Taking fish out for salt treatments wont do anything. There will still be plenty of cysts and parasites too small to be seen on other fish and in the substrate. Is there anything living in the tank besides goldfish, if not, add aquarium salt to the tank and let it do its work. In the mean time, do a water change, and siphon the substrate very thoroughly to help remove cysts. I'm assuming your tank is unheated. If so, the lower temperature will increase the ich's life cycle by quite a bit, so treatment will have to continue for longer than normal.
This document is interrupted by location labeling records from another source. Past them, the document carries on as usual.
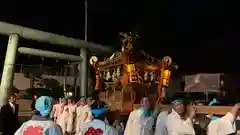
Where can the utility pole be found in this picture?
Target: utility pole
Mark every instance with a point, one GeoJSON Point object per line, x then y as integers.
{"type": "Point", "coordinates": [84, 63]}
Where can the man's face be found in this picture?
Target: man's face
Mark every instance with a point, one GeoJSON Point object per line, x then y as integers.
{"type": "Point", "coordinates": [180, 108]}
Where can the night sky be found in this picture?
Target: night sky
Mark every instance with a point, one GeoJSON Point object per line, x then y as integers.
{"type": "Point", "coordinates": [200, 35]}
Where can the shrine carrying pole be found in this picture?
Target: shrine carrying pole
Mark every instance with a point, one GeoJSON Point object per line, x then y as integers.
{"type": "Point", "coordinates": [15, 32]}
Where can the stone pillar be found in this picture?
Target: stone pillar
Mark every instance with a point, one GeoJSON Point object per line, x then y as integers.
{"type": "Point", "coordinates": [84, 73]}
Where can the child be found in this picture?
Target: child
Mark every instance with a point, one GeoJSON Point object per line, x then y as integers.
{"type": "Point", "coordinates": [118, 126]}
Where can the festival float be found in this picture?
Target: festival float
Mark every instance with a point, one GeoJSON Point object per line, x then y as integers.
{"type": "Point", "coordinates": [128, 75]}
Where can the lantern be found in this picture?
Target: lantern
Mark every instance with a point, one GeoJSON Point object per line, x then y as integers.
{"type": "Point", "coordinates": [132, 73]}
{"type": "Point", "coordinates": [166, 77]}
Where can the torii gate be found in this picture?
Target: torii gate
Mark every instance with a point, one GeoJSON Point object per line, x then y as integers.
{"type": "Point", "coordinates": [15, 32]}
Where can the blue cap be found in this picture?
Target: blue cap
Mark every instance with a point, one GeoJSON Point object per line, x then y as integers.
{"type": "Point", "coordinates": [44, 105]}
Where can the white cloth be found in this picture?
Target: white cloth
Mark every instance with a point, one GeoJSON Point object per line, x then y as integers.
{"type": "Point", "coordinates": [138, 124]}
{"type": "Point", "coordinates": [98, 125]}
{"type": "Point", "coordinates": [222, 126]}
{"type": "Point", "coordinates": [63, 119]}
{"type": "Point", "coordinates": [42, 127]}
{"type": "Point", "coordinates": [132, 123]}
{"type": "Point", "coordinates": [71, 118]}
{"type": "Point", "coordinates": [177, 126]}
{"type": "Point", "coordinates": [161, 124]}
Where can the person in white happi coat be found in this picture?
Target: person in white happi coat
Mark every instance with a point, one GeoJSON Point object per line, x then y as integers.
{"type": "Point", "coordinates": [80, 114]}
{"type": "Point", "coordinates": [161, 128]}
{"type": "Point", "coordinates": [226, 124]}
{"type": "Point", "coordinates": [71, 117]}
{"type": "Point", "coordinates": [40, 124]}
{"type": "Point", "coordinates": [57, 110]}
{"type": "Point", "coordinates": [97, 126]}
{"type": "Point", "coordinates": [140, 121]}
{"type": "Point", "coordinates": [87, 110]}
{"type": "Point", "coordinates": [63, 117]}
{"type": "Point", "coordinates": [178, 123]}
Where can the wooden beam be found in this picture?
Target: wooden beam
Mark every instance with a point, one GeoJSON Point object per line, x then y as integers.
{"type": "Point", "coordinates": [41, 36]}
{"type": "Point", "coordinates": [218, 110]}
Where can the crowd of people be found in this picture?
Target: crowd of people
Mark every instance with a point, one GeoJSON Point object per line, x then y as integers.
{"type": "Point", "coordinates": [88, 117]}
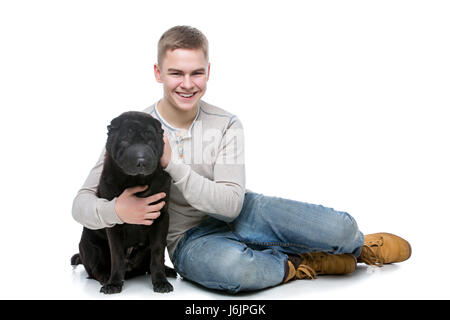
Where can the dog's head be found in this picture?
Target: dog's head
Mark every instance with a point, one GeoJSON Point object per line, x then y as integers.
{"type": "Point", "coordinates": [135, 143]}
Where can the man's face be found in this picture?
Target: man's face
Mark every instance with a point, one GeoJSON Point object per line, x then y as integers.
{"type": "Point", "coordinates": [184, 74]}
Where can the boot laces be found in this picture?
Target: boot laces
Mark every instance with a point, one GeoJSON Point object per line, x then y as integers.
{"type": "Point", "coordinates": [305, 272]}
{"type": "Point", "coordinates": [372, 253]}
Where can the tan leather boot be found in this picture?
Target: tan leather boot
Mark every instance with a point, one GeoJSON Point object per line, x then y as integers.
{"type": "Point", "coordinates": [383, 248]}
{"type": "Point", "coordinates": [315, 263]}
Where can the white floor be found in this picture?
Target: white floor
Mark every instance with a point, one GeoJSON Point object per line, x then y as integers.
{"type": "Point", "coordinates": [418, 278]}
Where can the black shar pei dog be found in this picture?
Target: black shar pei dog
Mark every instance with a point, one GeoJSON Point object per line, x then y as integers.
{"type": "Point", "coordinates": [133, 151]}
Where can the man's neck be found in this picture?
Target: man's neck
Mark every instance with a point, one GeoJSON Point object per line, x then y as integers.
{"type": "Point", "coordinates": [176, 118]}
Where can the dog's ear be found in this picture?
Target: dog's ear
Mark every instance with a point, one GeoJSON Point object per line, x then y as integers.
{"type": "Point", "coordinates": [115, 124]}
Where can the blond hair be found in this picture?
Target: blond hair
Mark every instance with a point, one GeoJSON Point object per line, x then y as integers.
{"type": "Point", "coordinates": [182, 37]}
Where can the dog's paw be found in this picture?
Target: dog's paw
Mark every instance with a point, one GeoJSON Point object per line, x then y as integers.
{"type": "Point", "coordinates": [170, 272]}
{"type": "Point", "coordinates": [162, 287]}
{"type": "Point", "coordinates": [111, 288]}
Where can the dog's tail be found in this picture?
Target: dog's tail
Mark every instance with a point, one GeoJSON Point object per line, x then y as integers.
{"type": "Point", "coordinates": [75, 260]}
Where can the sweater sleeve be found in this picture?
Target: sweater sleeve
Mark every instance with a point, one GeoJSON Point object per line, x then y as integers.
{"type": "Point", "coordinates": [88, 209]}
{"type": "Point", "coordinates": [223, 196]}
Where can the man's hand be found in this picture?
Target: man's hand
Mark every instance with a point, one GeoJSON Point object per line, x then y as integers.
{"type": "Point", "coordinates": [134, 210]}
{"type": "Point", "coordinates": [167, 153]}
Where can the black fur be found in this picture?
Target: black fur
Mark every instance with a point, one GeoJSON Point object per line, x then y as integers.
{"type": "Point", "coordinates": [133, 151]}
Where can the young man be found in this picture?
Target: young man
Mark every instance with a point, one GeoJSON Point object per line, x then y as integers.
{"type": "Point", "coordinates": [221, 235]}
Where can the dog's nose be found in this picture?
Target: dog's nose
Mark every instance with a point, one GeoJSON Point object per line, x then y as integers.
{"type": "Point", "coordinates": [140, 163]}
Keep in mind that because ich has a three stage life cycle, a lack of visible parasites does not necessarily mean that there aren't any remaining.


----------



## Diztrbd1 (Apr 21, 2010)

Good links: Cure Goldfish Ich - wikiHow

Ich: Prevention And Cure - Research Articles - Articles - Articles - Kokosgoldfish.com


----------



## vant (Jun 4, 2013)

is there a way that i can completely get rid of the itch? should i buy some chemical or something? or would the salt kill the parasites?


----------



## jbyoung00008 (May 16, 2011)

Id go buy some sort of ICK killer. If you have a heater turn up the temp to around 80. The goldfish wont like it but they are goners if you don't do something about it anyways. The higher temp will speed up the life cycle. Some people turn off the lights while treating the tank to reduce stress on the fish. Every fish in the tank potentially has it now aswell as the gravel. You need to treat the tank. Not just the fish. 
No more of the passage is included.